The current urban development models are not working. When we stopped regarding people as citizens, and began to call them consumers, the concept of community life began to break down, spawning new problems and challenges unknown by previous generations.  What we call a VillageTown came from a multi-decade analysis of what went wrong and how to get back on track.

Physically, a VillageTown is a mixed-use real estate development based on a walking home-range which means that all destinations to which one goes on a day-to-day basis (from home to work, school, church, recreation, shopping and socializing) are within walking distance; no cars within and no outbound commuters. Economic and social critical mass determines population and land use:

•   10,000-population town made of villages and a town center
•   500 acres (200 hectares) of land is optimal that includes:
     -  150 acre (60 ha.) urban core made of 20 side-by-side villages & a commercial town center
     -  50 acre (20 ha.) walk-to industrial park
     -  300 acre (120 ha.) greenbelt (65% of the total land) that surrounds the urban core

Many aspects of the VillageTown will feel familiar because the framework is based on timeless patterns of human urban design long proven to work. However, while familiar, no one builds this way anymore. The need for VillageTowns arises because the current urban development models are not working, yet they have so much momentum that we continue to use them without question. In the 1950's the American model was about transport and engineering, creating an infrastructure based on selling cars. Urban decay and suburban sprawl blighted the land. More recently, urban planning turned green, as if new carbon-neutral, zero-waste, mass-transit-oriented communities will solve all our problems. However, while important to address the major issue of non-sustainable development, the new green urban planning still has too much silo-thinking. It does not effectively address the many other problems plaguing urban and suburban life such as crime, youth alienation, elder despair, economic insecurity and poverty, heart disease & cancer as the top two killers, rampant drug and alcohol abuse, a huge increase in broken families and many other social, cultural and economic challenges that demand equal attention with the environmental ones. It's not an either/or proposition, but a broader view of what needs to be done.

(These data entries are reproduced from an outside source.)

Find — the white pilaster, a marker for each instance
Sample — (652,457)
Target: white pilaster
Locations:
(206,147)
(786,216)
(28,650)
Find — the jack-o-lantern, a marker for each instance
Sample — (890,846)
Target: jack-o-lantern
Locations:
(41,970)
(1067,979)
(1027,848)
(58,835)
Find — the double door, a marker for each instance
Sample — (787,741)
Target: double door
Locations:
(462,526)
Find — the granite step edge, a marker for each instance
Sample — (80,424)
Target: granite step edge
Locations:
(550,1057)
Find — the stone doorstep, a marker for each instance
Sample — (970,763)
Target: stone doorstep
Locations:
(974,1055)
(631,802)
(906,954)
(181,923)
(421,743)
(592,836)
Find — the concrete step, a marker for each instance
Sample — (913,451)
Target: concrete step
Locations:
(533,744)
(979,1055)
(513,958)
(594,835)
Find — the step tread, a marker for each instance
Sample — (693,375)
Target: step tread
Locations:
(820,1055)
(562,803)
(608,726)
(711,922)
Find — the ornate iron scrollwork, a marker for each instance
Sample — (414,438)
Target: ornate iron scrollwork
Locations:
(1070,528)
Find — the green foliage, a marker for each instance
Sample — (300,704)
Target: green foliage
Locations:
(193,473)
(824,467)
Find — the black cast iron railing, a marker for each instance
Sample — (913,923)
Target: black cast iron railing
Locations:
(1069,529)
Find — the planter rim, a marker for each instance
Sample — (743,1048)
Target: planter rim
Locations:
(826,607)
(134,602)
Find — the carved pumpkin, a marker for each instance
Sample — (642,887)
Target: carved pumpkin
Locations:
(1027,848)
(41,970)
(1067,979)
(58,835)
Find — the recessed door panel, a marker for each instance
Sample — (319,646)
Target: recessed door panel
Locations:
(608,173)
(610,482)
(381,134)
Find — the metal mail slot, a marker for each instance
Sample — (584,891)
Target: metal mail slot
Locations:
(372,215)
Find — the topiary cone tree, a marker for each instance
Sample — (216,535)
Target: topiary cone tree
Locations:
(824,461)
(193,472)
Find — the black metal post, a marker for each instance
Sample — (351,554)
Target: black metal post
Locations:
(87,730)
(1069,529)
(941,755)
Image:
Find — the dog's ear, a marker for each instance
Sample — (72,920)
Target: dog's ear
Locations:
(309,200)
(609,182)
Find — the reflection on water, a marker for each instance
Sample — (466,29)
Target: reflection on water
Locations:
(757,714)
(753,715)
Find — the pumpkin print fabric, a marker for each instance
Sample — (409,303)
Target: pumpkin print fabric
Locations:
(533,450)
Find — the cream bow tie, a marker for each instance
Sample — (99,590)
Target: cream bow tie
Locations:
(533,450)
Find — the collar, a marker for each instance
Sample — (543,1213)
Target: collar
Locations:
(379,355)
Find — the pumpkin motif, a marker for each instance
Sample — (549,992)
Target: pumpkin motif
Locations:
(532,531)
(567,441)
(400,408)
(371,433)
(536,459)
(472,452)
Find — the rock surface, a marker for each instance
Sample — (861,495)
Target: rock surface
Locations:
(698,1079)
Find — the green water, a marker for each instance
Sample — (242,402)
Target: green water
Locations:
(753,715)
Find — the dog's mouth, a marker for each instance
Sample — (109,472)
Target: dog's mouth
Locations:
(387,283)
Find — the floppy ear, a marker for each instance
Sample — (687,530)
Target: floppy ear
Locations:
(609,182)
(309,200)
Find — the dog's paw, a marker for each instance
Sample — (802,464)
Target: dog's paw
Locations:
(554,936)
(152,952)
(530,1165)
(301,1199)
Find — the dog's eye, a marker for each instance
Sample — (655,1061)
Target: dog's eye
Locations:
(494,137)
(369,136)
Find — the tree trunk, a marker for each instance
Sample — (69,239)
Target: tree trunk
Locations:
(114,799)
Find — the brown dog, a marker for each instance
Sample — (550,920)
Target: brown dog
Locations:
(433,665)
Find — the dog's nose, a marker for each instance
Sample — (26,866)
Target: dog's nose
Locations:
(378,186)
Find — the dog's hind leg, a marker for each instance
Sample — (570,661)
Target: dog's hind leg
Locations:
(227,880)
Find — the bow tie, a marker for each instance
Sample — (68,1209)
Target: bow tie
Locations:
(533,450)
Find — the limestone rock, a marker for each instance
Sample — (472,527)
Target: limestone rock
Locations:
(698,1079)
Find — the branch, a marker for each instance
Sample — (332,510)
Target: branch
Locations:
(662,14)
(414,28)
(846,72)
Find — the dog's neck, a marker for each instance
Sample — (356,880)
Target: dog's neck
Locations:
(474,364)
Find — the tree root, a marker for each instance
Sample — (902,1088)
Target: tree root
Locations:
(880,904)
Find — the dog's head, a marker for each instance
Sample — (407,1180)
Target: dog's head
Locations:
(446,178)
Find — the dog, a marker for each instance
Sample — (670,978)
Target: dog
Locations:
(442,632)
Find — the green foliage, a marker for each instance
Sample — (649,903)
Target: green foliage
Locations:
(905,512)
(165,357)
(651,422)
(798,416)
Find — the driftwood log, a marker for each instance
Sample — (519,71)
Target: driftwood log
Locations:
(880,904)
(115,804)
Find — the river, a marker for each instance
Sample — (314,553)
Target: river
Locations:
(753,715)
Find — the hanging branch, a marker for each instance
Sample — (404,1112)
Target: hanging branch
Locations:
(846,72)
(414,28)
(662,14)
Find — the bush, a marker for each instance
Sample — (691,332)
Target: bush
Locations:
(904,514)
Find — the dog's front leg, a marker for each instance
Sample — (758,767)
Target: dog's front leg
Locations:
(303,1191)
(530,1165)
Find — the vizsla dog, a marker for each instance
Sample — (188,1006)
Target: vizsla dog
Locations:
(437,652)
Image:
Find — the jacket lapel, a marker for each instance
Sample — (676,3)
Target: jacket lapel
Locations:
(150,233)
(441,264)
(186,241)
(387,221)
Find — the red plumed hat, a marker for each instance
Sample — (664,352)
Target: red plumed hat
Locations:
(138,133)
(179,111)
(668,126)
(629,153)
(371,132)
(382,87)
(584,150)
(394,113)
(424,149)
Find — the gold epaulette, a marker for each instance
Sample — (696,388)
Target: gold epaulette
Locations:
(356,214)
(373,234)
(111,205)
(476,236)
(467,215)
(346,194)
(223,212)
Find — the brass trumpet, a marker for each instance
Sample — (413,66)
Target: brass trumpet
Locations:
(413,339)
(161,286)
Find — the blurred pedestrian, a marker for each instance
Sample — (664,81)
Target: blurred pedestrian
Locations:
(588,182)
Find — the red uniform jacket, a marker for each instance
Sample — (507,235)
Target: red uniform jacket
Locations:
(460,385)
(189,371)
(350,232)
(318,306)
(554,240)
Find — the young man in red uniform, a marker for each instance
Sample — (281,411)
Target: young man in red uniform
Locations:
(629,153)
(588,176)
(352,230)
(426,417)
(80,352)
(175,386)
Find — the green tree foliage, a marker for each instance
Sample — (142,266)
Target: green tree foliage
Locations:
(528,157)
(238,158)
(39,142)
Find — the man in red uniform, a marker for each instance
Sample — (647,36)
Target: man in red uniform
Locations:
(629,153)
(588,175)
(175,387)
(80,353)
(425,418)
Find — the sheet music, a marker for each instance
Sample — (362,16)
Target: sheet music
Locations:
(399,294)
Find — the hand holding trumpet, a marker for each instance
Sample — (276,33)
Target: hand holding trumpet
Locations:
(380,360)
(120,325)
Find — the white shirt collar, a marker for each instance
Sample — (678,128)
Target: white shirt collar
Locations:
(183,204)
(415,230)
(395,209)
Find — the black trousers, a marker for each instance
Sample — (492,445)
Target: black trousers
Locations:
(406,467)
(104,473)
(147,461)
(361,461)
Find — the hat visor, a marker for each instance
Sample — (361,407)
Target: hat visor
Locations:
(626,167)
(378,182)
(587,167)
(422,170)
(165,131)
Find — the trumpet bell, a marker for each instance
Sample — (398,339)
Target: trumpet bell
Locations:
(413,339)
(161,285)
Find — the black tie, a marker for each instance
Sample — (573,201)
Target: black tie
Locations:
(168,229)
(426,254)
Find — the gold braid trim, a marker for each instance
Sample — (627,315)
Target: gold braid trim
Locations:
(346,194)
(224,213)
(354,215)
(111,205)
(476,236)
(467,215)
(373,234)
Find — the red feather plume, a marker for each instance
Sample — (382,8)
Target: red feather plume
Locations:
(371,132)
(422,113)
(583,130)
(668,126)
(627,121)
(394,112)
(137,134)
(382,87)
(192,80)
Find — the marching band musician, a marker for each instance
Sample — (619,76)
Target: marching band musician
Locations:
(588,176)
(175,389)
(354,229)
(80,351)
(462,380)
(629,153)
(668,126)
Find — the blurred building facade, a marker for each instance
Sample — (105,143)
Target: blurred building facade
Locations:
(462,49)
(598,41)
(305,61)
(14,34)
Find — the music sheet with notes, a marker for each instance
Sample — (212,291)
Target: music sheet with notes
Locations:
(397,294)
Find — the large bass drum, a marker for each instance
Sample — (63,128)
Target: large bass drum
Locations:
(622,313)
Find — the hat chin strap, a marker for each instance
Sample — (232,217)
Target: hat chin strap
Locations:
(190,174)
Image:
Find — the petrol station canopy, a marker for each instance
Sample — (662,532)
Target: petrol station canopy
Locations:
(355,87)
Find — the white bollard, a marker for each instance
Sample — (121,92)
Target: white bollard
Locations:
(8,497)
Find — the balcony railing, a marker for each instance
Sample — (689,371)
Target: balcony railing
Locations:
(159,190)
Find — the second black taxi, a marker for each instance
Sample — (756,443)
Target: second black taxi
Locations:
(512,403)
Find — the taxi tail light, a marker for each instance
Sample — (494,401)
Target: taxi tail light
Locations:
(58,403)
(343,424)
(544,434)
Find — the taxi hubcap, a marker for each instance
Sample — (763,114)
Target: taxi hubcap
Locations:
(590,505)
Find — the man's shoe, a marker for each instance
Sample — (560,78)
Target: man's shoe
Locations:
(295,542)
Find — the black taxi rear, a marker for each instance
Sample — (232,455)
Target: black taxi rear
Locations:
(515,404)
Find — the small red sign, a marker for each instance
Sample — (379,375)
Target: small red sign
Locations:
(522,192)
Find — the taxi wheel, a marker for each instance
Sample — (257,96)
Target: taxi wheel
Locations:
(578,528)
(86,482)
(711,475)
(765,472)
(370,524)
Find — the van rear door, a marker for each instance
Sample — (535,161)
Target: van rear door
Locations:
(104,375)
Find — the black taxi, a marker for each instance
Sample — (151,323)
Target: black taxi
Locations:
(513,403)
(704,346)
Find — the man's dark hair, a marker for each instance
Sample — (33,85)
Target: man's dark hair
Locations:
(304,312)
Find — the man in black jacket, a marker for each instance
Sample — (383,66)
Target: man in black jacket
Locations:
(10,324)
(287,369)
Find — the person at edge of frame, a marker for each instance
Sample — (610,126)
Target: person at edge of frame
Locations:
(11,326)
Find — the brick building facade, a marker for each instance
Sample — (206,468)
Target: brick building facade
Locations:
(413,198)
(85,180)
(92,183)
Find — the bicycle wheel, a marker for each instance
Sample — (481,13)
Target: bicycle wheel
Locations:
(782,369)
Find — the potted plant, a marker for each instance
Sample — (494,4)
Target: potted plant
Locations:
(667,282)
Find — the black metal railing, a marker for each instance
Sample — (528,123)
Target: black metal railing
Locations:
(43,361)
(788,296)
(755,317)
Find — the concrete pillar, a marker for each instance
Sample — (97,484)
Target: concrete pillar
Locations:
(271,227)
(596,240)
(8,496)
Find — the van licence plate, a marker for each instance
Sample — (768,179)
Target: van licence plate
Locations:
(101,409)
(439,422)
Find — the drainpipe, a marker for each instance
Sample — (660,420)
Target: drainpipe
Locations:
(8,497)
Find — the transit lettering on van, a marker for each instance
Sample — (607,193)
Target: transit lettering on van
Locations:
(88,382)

The first projects will target middle-class buyers where the difference between the region’s housing market price and the economies of scale by building 4,000 homes at the same time yields a substantial margin of hundreds of millions of dollars. These net profits stay in the community in the form of a civitas corporation owned by the VillageTown citizens. This fund is to be used to enable the people and communities to provide for their economic, social, cultural, environmental and spiritual well-being. Each total VillageTown project will cost $1.5± billion, self-funded before construction begins, and earn an estimated $200 million in profits to be retained by the community to create a free-market local economy to enable the pursuit of a good life understood as the social pursuits of

•   conviviality
•   citizenship
•   artistic, intellectual & spiritual growth

The energy behind the VillageTown is compassion not pecuniary interest. A VillageTown does not use a developer, and investment is sought solely to trigger the project. The business plan has three stages, and only the first two stages require outside investment of $5 million and $50 million respectively. By the third stage the buyers of the homes have been identified, their applications for construction loans/mortgages approved, their loans are packaged into $1.5± billion prime mortgage-backed securities sold to intuitional investors whereupon the first stage loans are repaid and construction begins.

The people behind VillageTowns call themselves the VillageTown Stewards: talented, experienced persons of good will who are convinced there must be a better way to live. They have examined the challenges facing humanity in great detail, and then sought out proven patterns that work - approaching the challenge with a mix of timeless values and outside-the-box lateral thinking asking how shifts in technology can create new possibilities for a better life.